The DPOP loss function:

$$
\begin{aligned}
\mathcal{L}_{\text{DPO}}(\pi_{\theta};\pi_{\text{ref}}) = -\mathbb{E}_{(x, y_{w},y_{l})\sim\mathcal{D}}\left[\log\sigma\left(\beta\log\frac{\pi_{\theta}(y_{w}|x)}{\pi_{\text{ref}}(y_{w}|x)} -  \beta\log\frac{\pi_{\theta}(y_{l}|x)}{\pi_{\text{ref}}(y_{l}|x)}\right) \\
- \lambda\max\left(0, \log\frac{\pi_{\text{ref}}(y_{w}|x)}{\pi_{\theta}(y_{w}|x)}\right)\right]
\end{aligned}
$$

where $\lambda > 0$ is a hyperparameter that can be tuned. The model can no longer minimise the loss by significantly reducing
the log-likelihood of the dispreferred examples more than it reduces the log-likelihood of the preferred
examples; it must also ensure that the log-likelihood of the preferred examples remains high relative to the
log-likelihood under the reference model.

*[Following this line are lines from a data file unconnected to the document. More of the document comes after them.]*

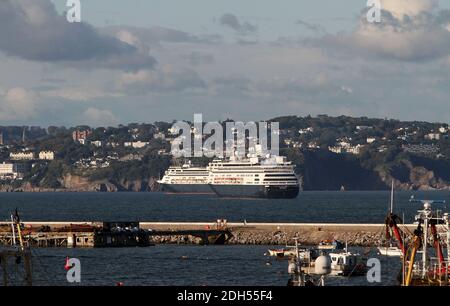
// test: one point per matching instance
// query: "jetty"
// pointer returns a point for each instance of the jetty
(109, 234)
(141, 234)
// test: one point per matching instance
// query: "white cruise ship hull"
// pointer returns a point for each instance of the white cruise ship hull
(235, 191)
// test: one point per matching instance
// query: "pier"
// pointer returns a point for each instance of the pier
(134, 234)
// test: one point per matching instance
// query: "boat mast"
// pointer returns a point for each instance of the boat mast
(392, 197)
(13, 230)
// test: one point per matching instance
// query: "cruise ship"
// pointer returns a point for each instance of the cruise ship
(253, 177)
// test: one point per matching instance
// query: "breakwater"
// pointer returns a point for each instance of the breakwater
(365, 235)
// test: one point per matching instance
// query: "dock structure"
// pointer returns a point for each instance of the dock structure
(134, 234)
(107, 234)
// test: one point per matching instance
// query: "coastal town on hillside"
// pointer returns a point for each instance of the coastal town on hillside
(42, 156)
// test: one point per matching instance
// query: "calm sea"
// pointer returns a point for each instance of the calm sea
(196, 265)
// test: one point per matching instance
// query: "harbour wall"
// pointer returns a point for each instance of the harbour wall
(365, 235)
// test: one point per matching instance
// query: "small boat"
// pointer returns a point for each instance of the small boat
(331, 245)
(390, 251)
(347, 264)
(288, 251)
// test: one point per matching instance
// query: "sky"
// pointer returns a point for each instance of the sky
(149, 60)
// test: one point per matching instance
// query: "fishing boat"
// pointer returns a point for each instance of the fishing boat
(419, 267)
(331, 245)
(301, 276)
(16, 266)
(392, 251)
(306, 254)
(347, 264)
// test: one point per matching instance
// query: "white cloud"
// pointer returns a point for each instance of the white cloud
(17, 103)
(400, 8)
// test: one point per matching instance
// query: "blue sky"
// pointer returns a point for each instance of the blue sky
(147, 60)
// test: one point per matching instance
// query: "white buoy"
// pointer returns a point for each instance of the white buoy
(292, 268)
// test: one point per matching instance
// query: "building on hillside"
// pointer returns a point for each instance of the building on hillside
(12, 171)
(21, 156)
(97, 143)
(433, 136)
(136, 144)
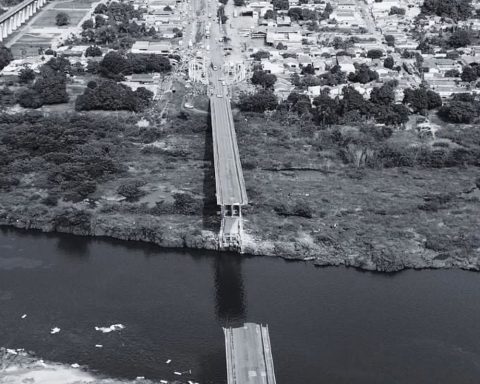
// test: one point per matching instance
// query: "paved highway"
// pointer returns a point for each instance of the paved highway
(249, 355)
(230, 184)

For our example, if $\pi_{\text{ratio}} < 1$, the DPOP gradients become:

$$
\begin{aligned}
\nabla_{\theta_{j}}&\left[\log\pi_{\theta}(t_{k}|y_{w}^{<k},x) - \log\pi_{\theta}(t_{k}|y_{l}^{<k},x) -\lambda\cdot\log\pi_{\theta}(t_{k}|y_{w}^{<k},x)\right]\\
=&
\begin{cases}
\lambda(1 - s_{j}^{\{y_{w}^{<k},x\}}) + s_{j}^{\{y_{l}^{<k},x\}} - s_{j}^{\{y_{w}^{<k},x\}}& j=1\\
-(\lambda+1)s_{j}^{\{y_{w}^{<k},x\}} + s_{j}^{\{y_{l}^{<k},x\}}&j\ne 1\\
\end{cases}
\end{aligned}
$$

Since $s_{j}^{\{y_{w}^{<k},x\}} \le 1$, for the case $j=1$, the gradient is guaranteed
to be positive for a large enough choice of $\lambda$. Similarly, for the case $j\ne 1$, the gradient is guaranteed to be
negative for a large enough $\lambda$.